Sunday, April 12, 2009

Rites of Spring

It’s that time again, when the air is warm enough to walk outside in your shirtsleeves. At this time of year, the park below my window is more often than not filled with city folk anxious to spend an hour or an afternoon, anywhere but inside their apartments. The winter is long and dark in this part of the world and Spring is much anticipated. This weekend many of the neighbors have shuttled off to the mountains for a final fling on the slopes, while others are at the shore hoping against hope for a warm day by the water.
Me, I don’t have anywhere I want to go other than into the garden, to putz around in the dirt, in the mini-world of withering daffodils and regal tulip stems and greening rose bushes. Nearly every morning I fill the wheelbarrow with garden tools and watering cans and roll over to the two flower beds I have husbanded through the winter to see what has sprung up or blossomed overnight. Gardeners will know what I’m talking about – the rest of you will think I’m a bit daft – but the world of the garden is a world of its own. The trick is to tighten your focus, think small, and get down into the dirt for a spell.
A garden is filled with life and none of it talks back to you or gives you attitude about not being able to conjugate the German version of the verb “to be” in all its various and completely mind-numbing variety. The inhabitants of the garden are grateful for your attention, happy to see you each morning when you feed and clean and water them, when you pick the broken shards of last-night’s beer bottles from between their leaves, or remove the soggy, half-filled containers of take-out Chinese food from under their stems, or rake away the piles of cigarette butts that singed and burned them through the course of the night as the local revelers sat or stood or collapsed drunk upon their leaves and blossoms.
Being a gardener in the city presents special challenges.
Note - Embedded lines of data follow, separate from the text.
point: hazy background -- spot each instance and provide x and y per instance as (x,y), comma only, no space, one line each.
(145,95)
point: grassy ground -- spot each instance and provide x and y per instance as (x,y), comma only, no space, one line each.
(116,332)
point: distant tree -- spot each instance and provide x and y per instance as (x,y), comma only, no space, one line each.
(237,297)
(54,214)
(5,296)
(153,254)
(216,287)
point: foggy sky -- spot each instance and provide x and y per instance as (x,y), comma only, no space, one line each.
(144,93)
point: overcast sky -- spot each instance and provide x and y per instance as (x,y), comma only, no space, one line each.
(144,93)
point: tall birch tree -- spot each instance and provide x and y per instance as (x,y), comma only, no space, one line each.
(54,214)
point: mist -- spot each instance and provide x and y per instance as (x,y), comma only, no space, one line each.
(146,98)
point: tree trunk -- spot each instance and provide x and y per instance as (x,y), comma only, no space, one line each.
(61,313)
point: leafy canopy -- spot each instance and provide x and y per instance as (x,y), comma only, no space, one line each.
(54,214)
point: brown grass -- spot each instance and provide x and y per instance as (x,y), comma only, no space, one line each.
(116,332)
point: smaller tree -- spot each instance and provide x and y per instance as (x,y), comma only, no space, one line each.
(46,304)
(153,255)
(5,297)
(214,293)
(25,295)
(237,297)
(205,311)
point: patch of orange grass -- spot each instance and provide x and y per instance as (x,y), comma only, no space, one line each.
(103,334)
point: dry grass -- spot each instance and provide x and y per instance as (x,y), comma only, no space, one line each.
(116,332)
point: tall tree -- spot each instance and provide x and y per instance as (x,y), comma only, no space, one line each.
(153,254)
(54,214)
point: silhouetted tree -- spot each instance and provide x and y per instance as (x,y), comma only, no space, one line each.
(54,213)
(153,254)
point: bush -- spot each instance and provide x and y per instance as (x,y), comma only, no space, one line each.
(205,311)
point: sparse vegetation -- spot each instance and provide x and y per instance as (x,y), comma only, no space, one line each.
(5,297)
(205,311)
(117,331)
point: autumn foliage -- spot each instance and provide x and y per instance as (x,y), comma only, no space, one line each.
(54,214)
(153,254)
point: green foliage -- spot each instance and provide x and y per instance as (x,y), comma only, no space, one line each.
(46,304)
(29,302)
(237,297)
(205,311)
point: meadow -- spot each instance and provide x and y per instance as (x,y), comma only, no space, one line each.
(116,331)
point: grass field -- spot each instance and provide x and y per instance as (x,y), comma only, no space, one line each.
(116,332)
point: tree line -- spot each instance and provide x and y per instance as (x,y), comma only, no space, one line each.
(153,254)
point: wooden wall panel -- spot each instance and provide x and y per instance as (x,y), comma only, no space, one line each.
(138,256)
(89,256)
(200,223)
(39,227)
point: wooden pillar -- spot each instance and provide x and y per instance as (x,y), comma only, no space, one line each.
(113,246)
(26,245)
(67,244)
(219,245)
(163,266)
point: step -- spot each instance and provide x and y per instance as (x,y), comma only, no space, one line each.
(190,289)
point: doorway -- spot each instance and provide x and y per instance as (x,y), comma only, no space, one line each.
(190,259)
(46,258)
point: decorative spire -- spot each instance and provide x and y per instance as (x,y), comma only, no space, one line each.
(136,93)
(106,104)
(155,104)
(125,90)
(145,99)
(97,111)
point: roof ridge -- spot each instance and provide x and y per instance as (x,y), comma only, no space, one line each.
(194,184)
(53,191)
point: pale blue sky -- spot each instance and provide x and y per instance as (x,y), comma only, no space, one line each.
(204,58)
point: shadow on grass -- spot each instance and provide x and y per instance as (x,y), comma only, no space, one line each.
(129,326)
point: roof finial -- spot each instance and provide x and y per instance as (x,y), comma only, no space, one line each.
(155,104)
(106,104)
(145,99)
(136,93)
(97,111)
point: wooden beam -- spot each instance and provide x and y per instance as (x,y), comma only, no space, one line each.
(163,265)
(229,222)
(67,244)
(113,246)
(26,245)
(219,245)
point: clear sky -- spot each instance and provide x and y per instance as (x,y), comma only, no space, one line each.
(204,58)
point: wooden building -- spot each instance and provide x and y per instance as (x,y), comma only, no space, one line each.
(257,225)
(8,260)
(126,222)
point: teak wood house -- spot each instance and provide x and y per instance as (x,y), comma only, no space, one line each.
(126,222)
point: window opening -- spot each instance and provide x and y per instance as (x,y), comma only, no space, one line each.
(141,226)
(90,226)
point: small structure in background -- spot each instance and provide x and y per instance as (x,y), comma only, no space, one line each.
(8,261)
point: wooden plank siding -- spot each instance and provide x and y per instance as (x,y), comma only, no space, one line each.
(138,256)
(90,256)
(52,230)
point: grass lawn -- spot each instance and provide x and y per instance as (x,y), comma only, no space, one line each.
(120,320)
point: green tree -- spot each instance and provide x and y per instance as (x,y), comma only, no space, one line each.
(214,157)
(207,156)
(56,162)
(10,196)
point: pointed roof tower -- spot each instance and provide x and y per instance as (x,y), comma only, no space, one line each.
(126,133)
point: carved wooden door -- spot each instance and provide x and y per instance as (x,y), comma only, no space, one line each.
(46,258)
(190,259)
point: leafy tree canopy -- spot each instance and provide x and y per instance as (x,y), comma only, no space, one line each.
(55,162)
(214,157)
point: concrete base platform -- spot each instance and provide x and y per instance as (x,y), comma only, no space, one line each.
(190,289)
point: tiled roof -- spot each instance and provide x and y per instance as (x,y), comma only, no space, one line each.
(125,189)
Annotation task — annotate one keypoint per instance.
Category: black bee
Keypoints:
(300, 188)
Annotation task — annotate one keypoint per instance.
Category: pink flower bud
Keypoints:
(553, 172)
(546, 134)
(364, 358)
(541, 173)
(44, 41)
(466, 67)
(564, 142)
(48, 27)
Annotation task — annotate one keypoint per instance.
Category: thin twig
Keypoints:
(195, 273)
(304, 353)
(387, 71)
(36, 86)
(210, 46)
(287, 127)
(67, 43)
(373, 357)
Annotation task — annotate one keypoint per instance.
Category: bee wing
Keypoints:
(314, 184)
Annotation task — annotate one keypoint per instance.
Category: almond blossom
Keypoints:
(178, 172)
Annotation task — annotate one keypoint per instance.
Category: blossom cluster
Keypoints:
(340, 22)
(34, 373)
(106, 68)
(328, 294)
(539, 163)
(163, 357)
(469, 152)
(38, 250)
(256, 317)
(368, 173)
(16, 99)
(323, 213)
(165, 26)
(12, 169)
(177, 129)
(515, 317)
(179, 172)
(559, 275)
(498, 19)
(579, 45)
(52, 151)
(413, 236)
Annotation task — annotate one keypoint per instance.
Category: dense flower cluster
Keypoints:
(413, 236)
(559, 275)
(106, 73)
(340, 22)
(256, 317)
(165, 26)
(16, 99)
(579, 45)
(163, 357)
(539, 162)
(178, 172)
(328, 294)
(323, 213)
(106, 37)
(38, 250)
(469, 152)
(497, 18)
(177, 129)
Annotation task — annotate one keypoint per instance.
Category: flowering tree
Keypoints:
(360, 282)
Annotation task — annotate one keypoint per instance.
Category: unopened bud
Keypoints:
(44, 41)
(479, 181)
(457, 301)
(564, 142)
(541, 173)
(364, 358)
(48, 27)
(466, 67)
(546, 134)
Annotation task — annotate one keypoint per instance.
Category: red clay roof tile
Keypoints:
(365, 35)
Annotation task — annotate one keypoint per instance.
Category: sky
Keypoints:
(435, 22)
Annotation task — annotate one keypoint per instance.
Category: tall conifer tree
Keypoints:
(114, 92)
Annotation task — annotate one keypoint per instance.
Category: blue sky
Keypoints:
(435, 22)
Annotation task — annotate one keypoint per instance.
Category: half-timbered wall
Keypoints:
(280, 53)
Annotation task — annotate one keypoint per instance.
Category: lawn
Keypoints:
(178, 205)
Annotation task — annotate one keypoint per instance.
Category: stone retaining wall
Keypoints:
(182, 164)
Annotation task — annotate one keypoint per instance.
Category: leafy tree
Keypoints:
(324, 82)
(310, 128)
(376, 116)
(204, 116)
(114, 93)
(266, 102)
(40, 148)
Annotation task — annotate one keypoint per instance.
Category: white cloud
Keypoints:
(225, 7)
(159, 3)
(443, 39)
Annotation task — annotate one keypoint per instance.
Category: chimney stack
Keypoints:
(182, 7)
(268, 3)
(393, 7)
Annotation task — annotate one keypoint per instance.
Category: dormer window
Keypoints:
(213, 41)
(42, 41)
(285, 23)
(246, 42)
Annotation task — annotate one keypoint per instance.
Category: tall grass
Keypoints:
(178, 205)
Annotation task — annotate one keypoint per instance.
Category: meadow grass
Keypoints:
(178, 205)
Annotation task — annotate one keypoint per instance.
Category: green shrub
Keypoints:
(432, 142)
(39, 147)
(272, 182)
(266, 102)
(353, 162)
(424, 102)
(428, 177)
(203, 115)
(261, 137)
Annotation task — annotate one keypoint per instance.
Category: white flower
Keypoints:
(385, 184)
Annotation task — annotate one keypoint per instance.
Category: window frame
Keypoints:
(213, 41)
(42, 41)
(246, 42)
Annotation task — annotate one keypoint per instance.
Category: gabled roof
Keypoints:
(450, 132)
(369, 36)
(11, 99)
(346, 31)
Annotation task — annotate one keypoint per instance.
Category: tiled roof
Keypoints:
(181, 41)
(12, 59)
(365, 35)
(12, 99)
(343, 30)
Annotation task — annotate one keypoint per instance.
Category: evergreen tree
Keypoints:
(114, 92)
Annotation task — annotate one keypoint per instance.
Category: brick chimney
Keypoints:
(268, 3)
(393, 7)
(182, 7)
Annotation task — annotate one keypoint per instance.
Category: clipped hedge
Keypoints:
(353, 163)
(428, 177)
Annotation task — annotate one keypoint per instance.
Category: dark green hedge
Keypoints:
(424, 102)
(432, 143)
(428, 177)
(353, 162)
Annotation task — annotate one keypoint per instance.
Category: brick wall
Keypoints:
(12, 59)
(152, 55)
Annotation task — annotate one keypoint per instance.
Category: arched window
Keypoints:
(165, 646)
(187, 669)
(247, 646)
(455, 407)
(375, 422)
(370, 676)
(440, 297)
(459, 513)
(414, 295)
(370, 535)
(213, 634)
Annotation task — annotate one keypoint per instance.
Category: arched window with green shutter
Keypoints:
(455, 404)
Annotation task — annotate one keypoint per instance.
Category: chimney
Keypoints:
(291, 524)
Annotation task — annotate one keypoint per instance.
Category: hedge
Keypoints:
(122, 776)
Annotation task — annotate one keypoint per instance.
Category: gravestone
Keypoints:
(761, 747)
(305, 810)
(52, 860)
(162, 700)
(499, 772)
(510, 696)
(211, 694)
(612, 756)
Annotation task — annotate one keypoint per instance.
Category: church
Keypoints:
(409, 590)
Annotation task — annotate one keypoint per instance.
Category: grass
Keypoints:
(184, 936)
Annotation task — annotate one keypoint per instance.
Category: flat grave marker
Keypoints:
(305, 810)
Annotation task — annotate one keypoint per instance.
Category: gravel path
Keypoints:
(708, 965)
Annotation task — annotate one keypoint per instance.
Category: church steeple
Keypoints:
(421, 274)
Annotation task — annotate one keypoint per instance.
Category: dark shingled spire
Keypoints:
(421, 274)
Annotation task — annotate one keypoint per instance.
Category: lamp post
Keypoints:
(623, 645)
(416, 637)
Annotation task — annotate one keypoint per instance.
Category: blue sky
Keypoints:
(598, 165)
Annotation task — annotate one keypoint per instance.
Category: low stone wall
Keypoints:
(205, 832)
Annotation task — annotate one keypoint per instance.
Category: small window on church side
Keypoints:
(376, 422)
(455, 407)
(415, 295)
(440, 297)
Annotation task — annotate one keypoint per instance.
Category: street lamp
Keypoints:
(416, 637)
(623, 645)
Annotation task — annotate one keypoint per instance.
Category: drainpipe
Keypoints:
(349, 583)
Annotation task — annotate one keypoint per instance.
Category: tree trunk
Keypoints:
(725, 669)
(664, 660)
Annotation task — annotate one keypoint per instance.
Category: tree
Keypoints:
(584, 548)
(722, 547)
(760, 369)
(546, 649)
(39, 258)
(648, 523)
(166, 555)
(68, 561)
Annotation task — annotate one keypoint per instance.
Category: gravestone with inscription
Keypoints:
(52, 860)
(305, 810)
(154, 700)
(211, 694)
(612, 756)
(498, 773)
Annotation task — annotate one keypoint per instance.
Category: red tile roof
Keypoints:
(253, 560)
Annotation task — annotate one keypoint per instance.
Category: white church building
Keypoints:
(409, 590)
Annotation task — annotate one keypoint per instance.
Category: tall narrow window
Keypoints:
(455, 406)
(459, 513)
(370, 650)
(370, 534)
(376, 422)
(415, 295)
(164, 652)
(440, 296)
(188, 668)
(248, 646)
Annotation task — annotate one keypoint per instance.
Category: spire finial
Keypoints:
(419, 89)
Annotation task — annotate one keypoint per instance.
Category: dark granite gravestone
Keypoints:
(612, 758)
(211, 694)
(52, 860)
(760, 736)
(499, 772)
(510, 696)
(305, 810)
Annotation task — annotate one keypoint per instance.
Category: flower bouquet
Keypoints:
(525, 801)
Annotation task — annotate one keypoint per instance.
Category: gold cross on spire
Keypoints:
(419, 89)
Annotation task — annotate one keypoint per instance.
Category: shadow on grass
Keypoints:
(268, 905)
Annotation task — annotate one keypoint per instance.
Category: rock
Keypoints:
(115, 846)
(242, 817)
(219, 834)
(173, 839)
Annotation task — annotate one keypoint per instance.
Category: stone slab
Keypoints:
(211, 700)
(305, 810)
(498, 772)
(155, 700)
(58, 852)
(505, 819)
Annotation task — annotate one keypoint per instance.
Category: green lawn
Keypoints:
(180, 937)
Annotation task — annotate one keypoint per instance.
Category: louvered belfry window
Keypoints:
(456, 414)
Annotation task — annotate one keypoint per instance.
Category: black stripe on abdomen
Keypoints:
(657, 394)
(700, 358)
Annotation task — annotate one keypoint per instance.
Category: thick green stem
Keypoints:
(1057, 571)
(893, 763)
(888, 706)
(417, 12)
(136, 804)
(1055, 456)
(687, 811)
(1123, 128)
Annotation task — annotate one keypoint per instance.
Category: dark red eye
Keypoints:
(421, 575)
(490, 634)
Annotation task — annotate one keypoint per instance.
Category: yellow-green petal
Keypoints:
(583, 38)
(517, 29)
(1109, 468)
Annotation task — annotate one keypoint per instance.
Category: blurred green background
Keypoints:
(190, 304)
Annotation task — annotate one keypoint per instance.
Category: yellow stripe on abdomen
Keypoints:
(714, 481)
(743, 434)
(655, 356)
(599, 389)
It’s one thing to have a garden on your balcony or in your back yard – it’s another thing entirely to tend to your little green universe when it sits smack dab in the middle of the city, in a public park, in the most favorite late-night drinking spot in town.
I’ve been looking forward to Spring. I don’t know how many more dull, gray days with occasional afternoon or evening showers I could have taken. At the same time, the gardener in me was anxious. With the sunny days and warm nights comes the inevitable migration of the barbarians. Like many of us, they have spent the winter hold up in front of their TV sets, lusting after Germany’s Next Top Model, and counting the days until they can once again do their drinking out in the streets where it belongs.
For the city gardener these first warm days mark the start of the body count that will continue through the Spring and into Summer and late Fall when once again folks will retreat back into their homes to fatten up for the coming year. Every morning when I roll that wheel barrow home, it is filled with the casualties of the previous night’s entertainments. A handful of tulips that will never see the light of day, branches and stems and seedlings that barely had a chance to green before they were trampled or bathed in stale beer or Jagermeister.
There’s no rhyme or rationale to it – some perish and some survive. Even the flowers stuck deep in the garden away from the perimeter, the ring of death, where the revelers plop down each night, aren’t necessarily safe. A wine bottle tossed back into the green can be a deadly missile, tearing off body parts or crushing the very young.
But there are also survivors, like this one small, wild rose, which for some reason has withstood season after season of the onslaught more or less intact. It is a straggly thing, with branches shooting here and there, it’s a mess really, but I am reluctant to prune it or do anything really other than give it a drink now and then. I don’t want to mess with its Mojo.
The sun is up and another Spring day is about to begin. It’s also the weekend so I’ll have a little more time than usual to tend to the plants. I don’t know what I’ll find when I go out there this morning, how many casualties from the previous night I’ll find. But chances are most of the garden will have survived to see another day. It’s Springtime after all and the flowers are happy for the extra hour or two of sunshine in which to bathe and grow and live another day.